Visualization has always been a core aspect of the AEC Industry. As architects, we have been trained to study and design buildings using plans, sections and elevations but these often seem too abstract for a non technical person like the client or other stakeholders in a construction project. For this reason, architectural visualization techniques have been the language to communicate our designs before they are built since the beginning of architecture itself.
From the ancient Pharaohs of Egypt and Popes of Rome to the board of WeWork or a regular family of four, architects have been tasked with telling a story that we can all understand. In essence, one can study the history of technology in architecture by looking at the development in visualization techniques. This helps us contextualize where we are right now, how we got here and what’s the way forward.
A brief history of Architectural Visualization
Buildings have been visualized and designed since before they’ve been built. The Egyptians, Greeks and Romans were building the pyramids, colosseums, large temples and even cities. The methods they used to communicate their ideas had the same intention as the architects of today, they relied on different pigments and mediums to achieve an aesthetic worthy of their respective monarchs. But this was before the discovery of perspective to represent realism, so the drawings were flat and void of any experiential properties.
15th Century: Filippo Brunelleschi’s Linear Perspective
Recognized as the first modern engineer, planner and sole construction supervisor responsible for building Florence Cathedral’s Santa Maria del Fiore dome and known as one of the founding fathers of Renaissance. Although drawing in perspective seems to be a conceptual idea, make no mistake, this was ‘invented’ and was a huge scientific breakthrough that impacted architecture, engineering and the arts at the time.
16th Century : Leonardo DaVinci’s anamorphosis perspective
A technique he developed while surveying the town of Imola for cartographic purposes and later deployed while painting the Mona Lisa (you can read more about this revolutionary idea here.
Over the next few centuries, the propagation of these Italian techniques through art and design enabled architects and builders around the world to communicate their designs. Expensive and time consuming sculptures and maquettes (scale models) could easily be replaced by hand renders and sketches saving valuable time and money and increasing the efficiency of architectural process.
19th/20th Century : German Bauhaus and Modernism
As the world was ushering in huge technological developments thanks to the industrial revolution, a new movement was taking shape in the arts, Modernism, focused on expressionism and tectonics, a simple assembly of lines and volumes moving away from ornamentation that was the norm at the time. Designers like Walter Gropius and Le Corbusier were finding new ways to communicate not just the ‘what’ but they ‘why’ and ‘how’ aswell. There were new ideas about functionality, program and productivity, hand renders and perspectives weren’t enough for architects to communicate these ideas. We needed something more abstract that conveys greater information about relationships, assemblies and habitation, this led to the propagation of diagrams and axonometrics, they were more abstract than perspective renders but conveyed more abstract ideas about the space rather than showing the space itself. This shift from visualizations at the human scale to axonometric drawings seen from above paralleled their design philosophy by shifting towards the idea of buildings as objects, as a “machine” to be dissected.
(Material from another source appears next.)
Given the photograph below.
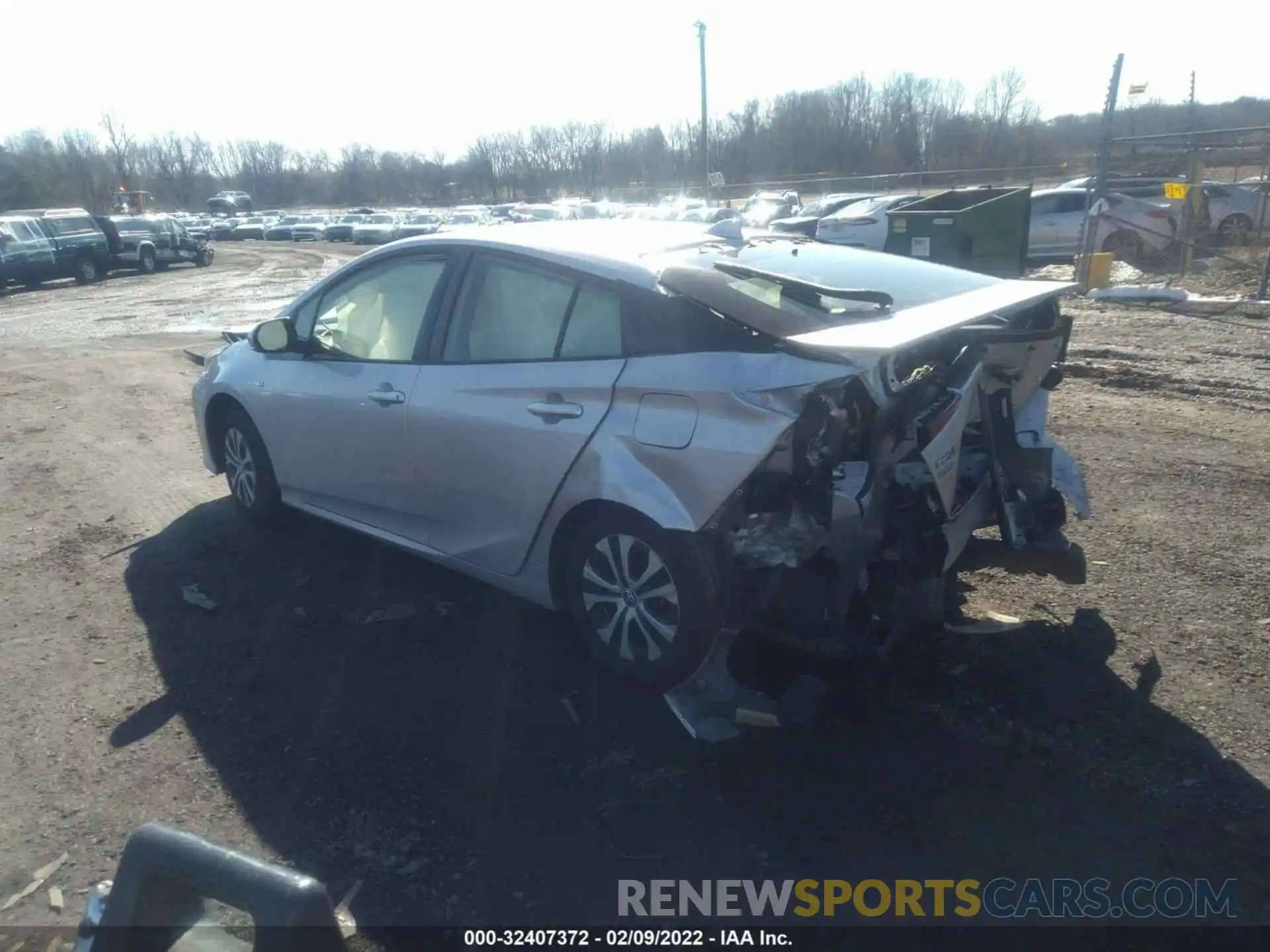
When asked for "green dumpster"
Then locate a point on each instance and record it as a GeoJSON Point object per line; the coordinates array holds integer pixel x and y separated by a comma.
{"type": "Point", "coordinates": [980, 229]}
Mid 20th Century : Collages & Photo-montages
In the 60s, influenced by counterculture movements at the time and enabled by widespread print media, radical groups like Archigram and Superstudio began using collages, photography and juxtapositions of images to convey their radical ideas, sampling images and textures from the print media like magazines, comic strips and graphic text. These were revolutionary, cautionary, dystopian and utopian at the same time but more than ever before, they were engaging and resonating with normal people who could understand the big ideas offered. These ideas made celebrities of these young architects and a lot of their ideas have propagated into the big architectural ideas of today.
1980s-1990s : CAD, Deconstructivism & Photorealistic(ish) rendering
The 80s and 90s are synonymous with another big revolution of our times, computing. While the Bill Gates and Steve Wozniaks of the world were bringing computing to the average person, companies like Graphisoft, Adobe and Autodesk were bringing the power of computing to architects and designers. This was a fundamentally different way of working for architects that were used to their drawing boards and T-squares. Gone were the days where a group of draftsmen would painstakingly work on production drawings at an architecture firm, early adapters of computing in design could work with far more efficiency and flexibility. But as always, there was a core group of architects, who were leveraging computational power and drawings as a means towards procedural design. The Deconstructivists like Zaha Hadid and Peter Eisenman were leveraging computers and abstraction to question design processes and design spaces that were unthinkable before computers.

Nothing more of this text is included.